Most significantly, his racial views are far more bound up with his identity than is true of other Democrats. So as most of the left-wing agenda disproportionately benefits blacks, he would be more inclined to support, implement and extend it wherever possible than a white POTUS would have been. Steve Sailer really hit home with me when he said that Obama was first and foremost about redistributing wealth from whites to blacks.
So far, I’ve been able to apply that to everything Obama has done. His three big concerns—health care, education and clean energy—all disproportionately benefit blacks. He’s perfectly willing to let white Middle America think universal health care shows his concern for the white factory worker whose injury requires long-term therapy. But my bet is that Obama’s real concern is with all the health problems that afflict blacks disproportionately: AIDS, obesity, high BP, Type II diabetes, etc. Because these health problems require long-term care and because blacks are non-compliant about following medical advice, lots of money is needed for their health care. Education—that’s a no-brainer (and will continue to be so as long as Obama has his way.) Clean energy had me puzzled. I suspect more blacks than white get help with their utility bills so I didn’t see how clean energy really benefitted them. Then I heard on the news that “cap and trade” energy proposal would amount to one of the biggest ever redistribution of wealth from First World to Third World countries. Bingo! I believe Obama cares more about black Africans (who, after all, are “his” people) than he does about white Americans (who weren’t his mother’s people and probably aren’t his, either.) So even the energy policy makes sense in light of Sailer’s analysis. Even his curt nod to Queen Elizabeth, the white head of state of our closest ally versus his deep bow to the Saudi king, America’s adversary, was, I think, deliberately done to signal to nonwhites where his real loyalties lay.
Most white politicos, whether left or right, are about power. Obama is about power and race—and not just as part of his political persona designed to appeal to the left, either. Obama is really about race. And that makes him different from—and vastly more dangerous than—any white Democratic president could have been.

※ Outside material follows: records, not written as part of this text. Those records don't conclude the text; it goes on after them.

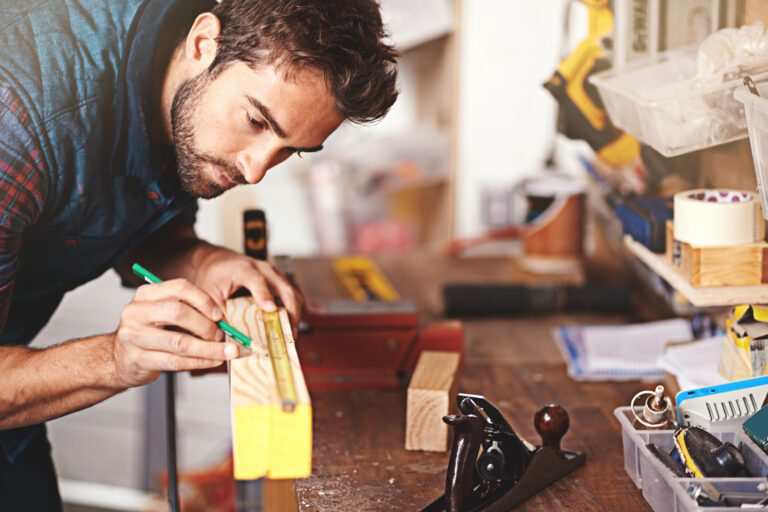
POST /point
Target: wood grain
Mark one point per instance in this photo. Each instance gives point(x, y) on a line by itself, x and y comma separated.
point(736, 265)
point(698, 295)
point(429, 398)
point(266, 440)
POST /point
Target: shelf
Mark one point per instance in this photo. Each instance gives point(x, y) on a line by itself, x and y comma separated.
point(697, 295)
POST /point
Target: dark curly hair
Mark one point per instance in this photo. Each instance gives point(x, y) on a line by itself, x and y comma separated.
point(340, 39)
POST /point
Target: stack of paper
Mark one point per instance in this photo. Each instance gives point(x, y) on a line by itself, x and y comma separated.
point(694, 364)
point(619, 352)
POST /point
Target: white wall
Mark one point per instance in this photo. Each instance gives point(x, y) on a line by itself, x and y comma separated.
point(506, 118)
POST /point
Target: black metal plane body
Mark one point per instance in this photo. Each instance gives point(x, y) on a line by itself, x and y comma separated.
point(491, 468)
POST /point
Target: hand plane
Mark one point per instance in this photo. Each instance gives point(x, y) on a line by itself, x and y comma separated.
point(492, 469)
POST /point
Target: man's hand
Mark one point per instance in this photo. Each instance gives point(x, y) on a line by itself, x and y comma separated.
point(168, 326)
point(221, 272)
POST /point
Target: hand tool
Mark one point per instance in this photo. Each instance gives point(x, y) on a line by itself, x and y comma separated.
point(756, 428)
point(582, 113)
point(705, 456)
point(465, 299)
point(645, 220)
point(255, 224)
point(724, 407)
point(228, 329)
point(363, 279)
point(657, 410)
point(491, 467)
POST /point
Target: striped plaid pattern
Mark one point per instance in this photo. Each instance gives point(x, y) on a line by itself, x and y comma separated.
point(23, 187)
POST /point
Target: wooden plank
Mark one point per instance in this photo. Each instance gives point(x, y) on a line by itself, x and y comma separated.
point(430, 394)
point(266, 440)
point(279, 496)
point(736, 265)
point(698, 295)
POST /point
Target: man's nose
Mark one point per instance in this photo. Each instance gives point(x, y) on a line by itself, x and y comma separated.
point(255, 162)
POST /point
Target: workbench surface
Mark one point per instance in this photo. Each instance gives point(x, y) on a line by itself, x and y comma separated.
point(359, 460)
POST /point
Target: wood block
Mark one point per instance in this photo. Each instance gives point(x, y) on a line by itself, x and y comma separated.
point(735, 265)
point(430, 395)
point(278, 496)
point(266, 441)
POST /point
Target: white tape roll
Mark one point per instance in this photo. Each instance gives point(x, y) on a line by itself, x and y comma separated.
point(709, 218)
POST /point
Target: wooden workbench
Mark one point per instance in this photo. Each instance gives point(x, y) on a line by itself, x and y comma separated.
point(359, 460)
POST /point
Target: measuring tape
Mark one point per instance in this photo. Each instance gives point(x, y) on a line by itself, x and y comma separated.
point(280, 362)
point(363, 279)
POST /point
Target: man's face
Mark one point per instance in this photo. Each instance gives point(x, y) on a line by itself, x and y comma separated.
point(230, 130)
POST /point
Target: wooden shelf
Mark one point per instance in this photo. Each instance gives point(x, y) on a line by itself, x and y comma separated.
point(697, 295)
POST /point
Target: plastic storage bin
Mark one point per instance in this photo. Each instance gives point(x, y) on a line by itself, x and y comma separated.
point(756, 112)
point(662, 105)
point(661, 489)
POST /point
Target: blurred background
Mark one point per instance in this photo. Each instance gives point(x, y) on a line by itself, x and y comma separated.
point(472, 125)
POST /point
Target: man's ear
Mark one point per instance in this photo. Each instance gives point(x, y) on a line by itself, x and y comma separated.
point(200, 45)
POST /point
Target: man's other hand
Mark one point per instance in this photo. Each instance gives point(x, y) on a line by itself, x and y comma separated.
point(221, 272)
point(169, 326)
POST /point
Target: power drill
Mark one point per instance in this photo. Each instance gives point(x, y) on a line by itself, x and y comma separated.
point(583, 115)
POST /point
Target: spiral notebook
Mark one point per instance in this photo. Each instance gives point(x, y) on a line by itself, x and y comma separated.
point(619, 352)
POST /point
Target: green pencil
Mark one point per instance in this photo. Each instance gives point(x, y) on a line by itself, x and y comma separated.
point(228, 329)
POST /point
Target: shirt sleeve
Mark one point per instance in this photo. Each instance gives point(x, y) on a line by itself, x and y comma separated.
point(23, 187)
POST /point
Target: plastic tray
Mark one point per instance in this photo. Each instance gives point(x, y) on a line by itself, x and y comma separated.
point(661, 104)
point(661, 489)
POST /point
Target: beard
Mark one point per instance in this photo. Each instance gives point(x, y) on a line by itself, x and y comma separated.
point(191, 160)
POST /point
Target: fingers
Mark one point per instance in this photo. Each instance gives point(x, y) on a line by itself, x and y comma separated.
point(183, 291)
point(154, 339)
point(277, 284)
point(165, 361)
point(172, 313)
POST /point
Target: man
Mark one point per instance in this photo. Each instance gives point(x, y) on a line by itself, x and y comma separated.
point(114, 116)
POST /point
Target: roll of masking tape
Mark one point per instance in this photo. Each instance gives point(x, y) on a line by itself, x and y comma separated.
point(709, 218)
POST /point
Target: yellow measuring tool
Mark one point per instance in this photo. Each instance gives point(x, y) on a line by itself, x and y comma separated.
point(363, 279)
point(280, 362)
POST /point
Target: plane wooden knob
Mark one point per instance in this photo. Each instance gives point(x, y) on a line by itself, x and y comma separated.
point(551, 422)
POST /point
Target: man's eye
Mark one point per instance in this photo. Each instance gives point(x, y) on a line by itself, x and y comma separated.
point(253, 122)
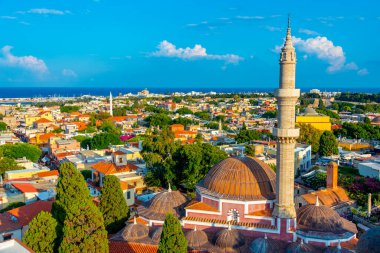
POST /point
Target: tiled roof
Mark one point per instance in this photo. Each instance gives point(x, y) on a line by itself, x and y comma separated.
point(24, 187)
point(196, 205)
point(111, 168)
point(233, 223)
point(129, 247)
point(328, 197)
point(48, 173)
point(24, 215)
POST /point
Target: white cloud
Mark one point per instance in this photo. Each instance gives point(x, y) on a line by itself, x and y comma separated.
point(167, 49)
point(273, 28)
point(45, 11)
point(249, 17)
point(307, 31)
point(30, 63)
point(69, 73)
point(363, 72)
point(325, 50)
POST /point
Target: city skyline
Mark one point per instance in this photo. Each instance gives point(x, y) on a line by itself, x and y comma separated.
point(187, 45)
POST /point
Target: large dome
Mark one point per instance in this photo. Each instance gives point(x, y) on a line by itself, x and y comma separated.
point(241, 178)
point(163, 203)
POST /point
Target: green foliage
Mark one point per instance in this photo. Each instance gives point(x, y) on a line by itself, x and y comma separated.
point(71, 188)
point(3, 126)
point(41, 235)
point(103, 140)
point(358, 131)
point(20, 150)
point(328, 144)
point(159, 119)
point(86, 174)
point(172, 238)
point(113, 205)
point(8, 164)
point(310, 135)
point(69, 108)
point(184, 110)
point(249, 135)
point(12, 206)
point(83, 229)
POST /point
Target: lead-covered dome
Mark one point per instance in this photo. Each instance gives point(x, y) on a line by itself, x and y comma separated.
point(242, 178)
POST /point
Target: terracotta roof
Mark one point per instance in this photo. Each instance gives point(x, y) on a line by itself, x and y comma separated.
point(43, 120)
point(24, 215)
point(129, 247)
point(196, 205)
point(242, 178)
point(111, 168)
point(48, 173)
point(24, 187)
point(327, 197)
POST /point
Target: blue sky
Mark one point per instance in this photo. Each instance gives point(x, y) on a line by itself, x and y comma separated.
point(188, 43)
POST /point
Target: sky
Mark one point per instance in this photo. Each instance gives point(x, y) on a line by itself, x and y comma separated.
point(187, 43)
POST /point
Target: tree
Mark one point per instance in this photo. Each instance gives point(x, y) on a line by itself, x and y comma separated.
point(7, 164)
point(71, 188)
point(113, 205)
point(83, 229)
point(20, 150)
point(3, 126)
point(328, 144)
point(41, 235)
point(172, 238)
point(310, 135)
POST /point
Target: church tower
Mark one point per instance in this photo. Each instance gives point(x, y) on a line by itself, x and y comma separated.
point(111, 109)
point(286, 132)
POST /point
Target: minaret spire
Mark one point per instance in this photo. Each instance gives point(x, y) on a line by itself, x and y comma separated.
point(286, 132)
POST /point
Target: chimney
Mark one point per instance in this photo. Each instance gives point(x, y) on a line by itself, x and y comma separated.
point(332, 175)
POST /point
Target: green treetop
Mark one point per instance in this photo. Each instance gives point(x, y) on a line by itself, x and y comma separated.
point(172, 238)
point(41, 235)
point(113, 205)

Yes, but the things you are pointing to do not necessary mean that Obama would be able to cause grave and permanent damage to America, or to do so in a way that would surpass what other Democratic presidents might do. We all knew that Obama was extremely objectionable. The practical question was, how objectionable, how harmful would he actually be? Also, again, the rest of the country still has the ability to oppose him and possibly stop his worst measures.